Log rotation without cooperation

This is the design decision I'd defend hardest. Log rotation schemes usually need the service to cooperate: reopen your files when logrotate sends SIGUSR1, or accept the small data loss of copytruncate. Both assume the service was written by someone who thought about log rotation. Most of mine weren't.

section3 never gives the service a log file at all. The child's stdout and stderr go into a pipe; the supervisor copies from the pipe into the file. Since the supervisor owns the file descriptor, it can rotate at any moment, mid-write, mid-run, without telling the service anything. The service can't hold the old file open, because it never had it.

The threshold is per service (log_max_size, 1MB by default), with five rotated generations kept. The supervisor's own log obeys the same rules.

Crash loops, and the part I got wrong

Restarts back off exponentially, 1s doubling to a 60s ceiling, so a service that dies instantly doesn't burn a CPU core in a restart loop. The subtle half of that feature is when to reset the backoff. Until this week, section3 reset it only on an explicit stop. A service that crash-looped one bad night and then ran cleanly for a month would still wait the full 60 seconds after its next crash, because nothing ever forgave it.

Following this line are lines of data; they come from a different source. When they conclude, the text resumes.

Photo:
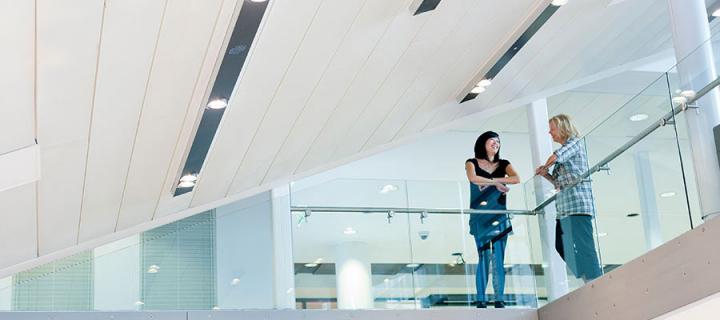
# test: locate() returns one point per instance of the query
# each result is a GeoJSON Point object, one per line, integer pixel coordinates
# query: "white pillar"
{"type": "Point", "coordinates": [353, 276]}
{"type": "Point", "coordinates": [541, 148]}
{"type": "Point", "coordinates": [284, 272]}
{"type": "Point", "coordinates": [696, 68]}
{"type": "Point", "coordinates": [648, 203]}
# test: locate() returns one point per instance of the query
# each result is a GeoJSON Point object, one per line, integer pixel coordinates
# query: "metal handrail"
{"type": "Point", "coordinates": [650, 129]}
{"type": "Point", "coordinates": [408, 210]}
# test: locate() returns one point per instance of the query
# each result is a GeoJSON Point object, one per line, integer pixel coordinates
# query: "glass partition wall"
{"type": "Point", "coordinates": [412, 237]}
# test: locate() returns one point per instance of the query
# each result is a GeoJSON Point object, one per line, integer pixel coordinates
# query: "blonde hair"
{"type": "Point", "coordinates": [567, 129]}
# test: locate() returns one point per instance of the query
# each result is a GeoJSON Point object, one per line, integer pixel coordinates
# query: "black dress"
{"type": "Point", "coordinates": [488, 228]}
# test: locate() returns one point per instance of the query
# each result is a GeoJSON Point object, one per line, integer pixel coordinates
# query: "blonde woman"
{"type": "Point", "coordinates": [575, 208]}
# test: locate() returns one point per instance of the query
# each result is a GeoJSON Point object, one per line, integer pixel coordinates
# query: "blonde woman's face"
{"type": "Point", "coordinates": [555, 132]}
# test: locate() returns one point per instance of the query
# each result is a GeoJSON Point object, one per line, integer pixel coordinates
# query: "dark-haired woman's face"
{"type": "Point", "coordinates": [492, 146]}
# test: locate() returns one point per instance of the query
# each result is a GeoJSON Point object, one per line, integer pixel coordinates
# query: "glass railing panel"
{"type": "Point", "coordinates": [639, 198]}
{"type": "Point", "coordinates": [352, 260]}
{"type": "Point", "coordinates": [630, 120]}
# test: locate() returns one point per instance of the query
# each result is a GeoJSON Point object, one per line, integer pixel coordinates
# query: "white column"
{"type": "Point", "coordinates": [284, 272]}
{"type": "Point", "coordinates": [353, 276]}
{"type": "Point", "coordinates": [648, 203]}
{"type": "Point", "coordinates": [541, 148]}
{"type": "Point", "coordinates": [696, 68]}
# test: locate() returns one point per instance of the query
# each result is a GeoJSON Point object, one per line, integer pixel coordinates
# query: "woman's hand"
{"type": "Point", "coordinates": [541, 171]}
{"type": "Point", "coordinates": [502, 188]}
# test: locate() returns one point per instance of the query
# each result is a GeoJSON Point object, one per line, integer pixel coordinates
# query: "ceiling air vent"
{"type": "Point", "coordinates": [420, 6]}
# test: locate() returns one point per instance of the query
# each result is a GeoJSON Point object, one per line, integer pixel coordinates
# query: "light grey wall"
{"type": "Point", "coordinates": [673, 275]}
{"type": "Point", "coordinates": [245, 252]}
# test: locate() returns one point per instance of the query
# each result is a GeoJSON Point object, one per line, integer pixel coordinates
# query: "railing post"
{"type": "Point", "coordinates": [696, 68]}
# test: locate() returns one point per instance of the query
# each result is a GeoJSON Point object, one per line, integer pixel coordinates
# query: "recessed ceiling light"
{"type": "Point", "coordinates": [189, 177]}
{"type": "Point", "coordinates": [679, 100]}
{"type": "Point", "coordinates": [388, 188]}
{"type": "Point", "coordinates": [484, 83]}
{"type": "Point", "coordinates": [217, 103]}
{"type": "Point", "coordinates": [186, 184]}
{"type": "Point", "coordinates": [638, 117]}
{"type": "Point", "coordinates": [477, 90]}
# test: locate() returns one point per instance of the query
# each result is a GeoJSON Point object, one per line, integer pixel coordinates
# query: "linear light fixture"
{"type": "Point", "coordinates": [243, 34]}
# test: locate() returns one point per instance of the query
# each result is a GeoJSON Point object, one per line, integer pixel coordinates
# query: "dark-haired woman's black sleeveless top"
{"type": "Point", "coordinates": [489, 227]}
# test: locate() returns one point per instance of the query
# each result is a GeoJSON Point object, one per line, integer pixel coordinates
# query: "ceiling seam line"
{"type": "Point", "coordinates": [35, 128]}
{"type": "Point", "coordinates": [262, 120]}
{"type": "Point", "coordinates": [189, 107]}
{"type": "Point", "coordinates": [385, 79]}
{"type": "Point", "coordinates": [312, 93]}
{"type": "Point", "coordinates": [92, 114]}
{"type": "Point", "coordinates": [248, 58]}
{"type": "Point", "coordinates": [140, 116]}
{"type": "Point", "coordinates": [418, 75]}
{"type": "Point", "coordinates": [337, 106]}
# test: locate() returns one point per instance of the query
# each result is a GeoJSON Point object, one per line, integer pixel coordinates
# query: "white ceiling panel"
{"type": "Point", "coordinates": [470, 44]}
{"type": "Point", "coordinates": [169, 203]}
{"type": "Point", "coordinates": [432, 42]}
{"type": "Point", "coordinates": [487, 43]}
{"type": "Point", "coordinates": [372, 22]}
{"type": "Point", "coordinates": [130, 33]}
{"type": "Point", "coordinates": [68, 39]}
{"type": "Point", "coordinates": [387, 54]}
{"type": "Point", "coordinates": [264, 71]}
{"type": "Point", "coordinates": [183, 43]}
{"type": "Point", "coordinates": [320, 44]}
{"type": "Point", "coordinates": [18, 235]}
{"type": "Point", "coordinates": [17, 81]}
{"type": "Point", "coordinates": [59, 195]}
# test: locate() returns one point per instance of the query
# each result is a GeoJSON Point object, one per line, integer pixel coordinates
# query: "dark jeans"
{"type": "Point", "coordinates": [575, 243]}
{"type": "Point", "coordinates": [496, 253]}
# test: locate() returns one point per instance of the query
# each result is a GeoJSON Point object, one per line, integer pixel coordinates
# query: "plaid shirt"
{"type": "Point", "coordinates": [570, 164]}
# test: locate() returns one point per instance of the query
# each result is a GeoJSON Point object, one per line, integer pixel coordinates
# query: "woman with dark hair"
{"type": "Point", "coordinates": [488, 175]}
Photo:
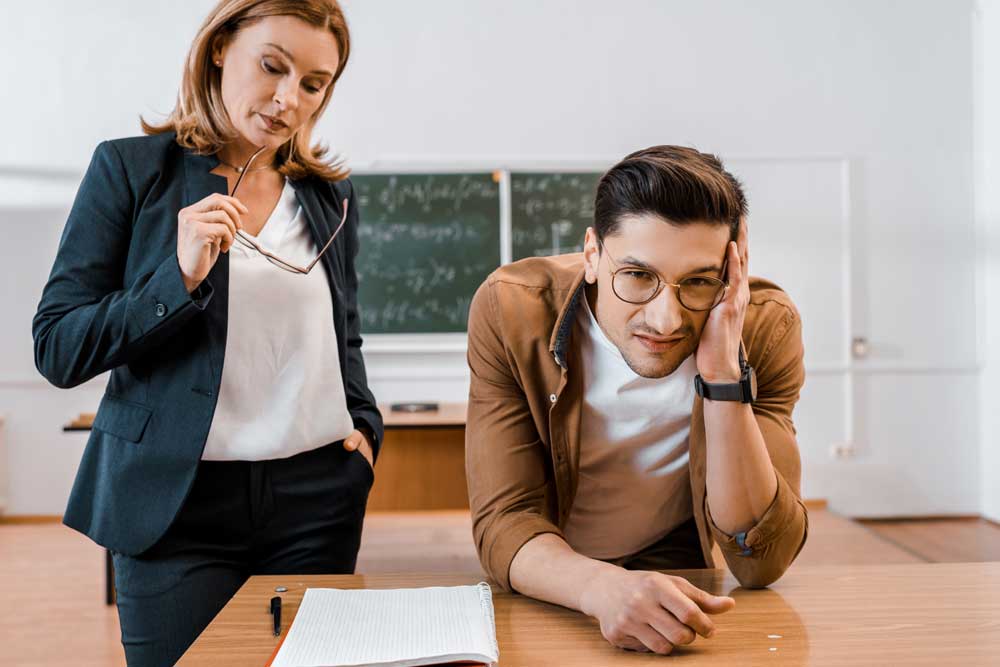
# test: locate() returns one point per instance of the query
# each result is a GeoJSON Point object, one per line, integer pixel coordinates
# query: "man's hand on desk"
{"type": "Point", "coordinates": [650, 611]}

The documentation claimed otherwise. It said the backoff "resets on successful start," which is what the code should have done and didn't. We found the contradiction during a docs review, traced it to the code, and fixed the code to match the sentence: a run of at least 60 seconds now counts as recovery, and the next crash starts over at 1s. When the docs and the implementation disagree, sometimes the docs are the spec.

As a Docker entrypoint

The intended deployment is the one it was built for:

RUN curl -fsSL https://signalshell.com/install-section3 | sh
COPY section3.yml /workspace/section3.yml
ENTRYPOINT ["/usr/local/bin/section3"]

Add init: true to the compose service. section3 reaps its own direct children, but when a service forks and dies, the orphaned grandchildren reparent to PID 1, and Docker's small init process reaps those. The lifecycle maps cleanly: docker stop sends SIGTERM and section3 shuts every service down gracefully before exiting, and docker exec gives you status and tail from outside.

The operator is an agent

The detail that shaped the design more than any technical constraint: the primary operator of this supervisor is an AI agent. It deploys a service, runs section3 status to see it come up, tails the log when something is wrong, and restarts what it just rebuilt. For that to work reliably, the command surface has to be small enough that the agent never has to guess, and failures have to be loud. An invalid config value fails the reload with an error message instead of falling back to a default, because a silent fallback is the kind of thing that costs an agent (or a human) an hour of confused debugging.

Get it

section3 is MIT-licensed at github.com/tachikoma-ghost/section3. Binaries are minisign-signed, and section3 self update verifies the signature before replacing itself.

curl -fsSL https://signalshell.com/install-section3 | sh

Tachikoma, the agent that container exists for, runs entirely under it: the remote terminal, the memory indexer, the Telegram bot, and the voice pipeline from the start of this post are all section3 services.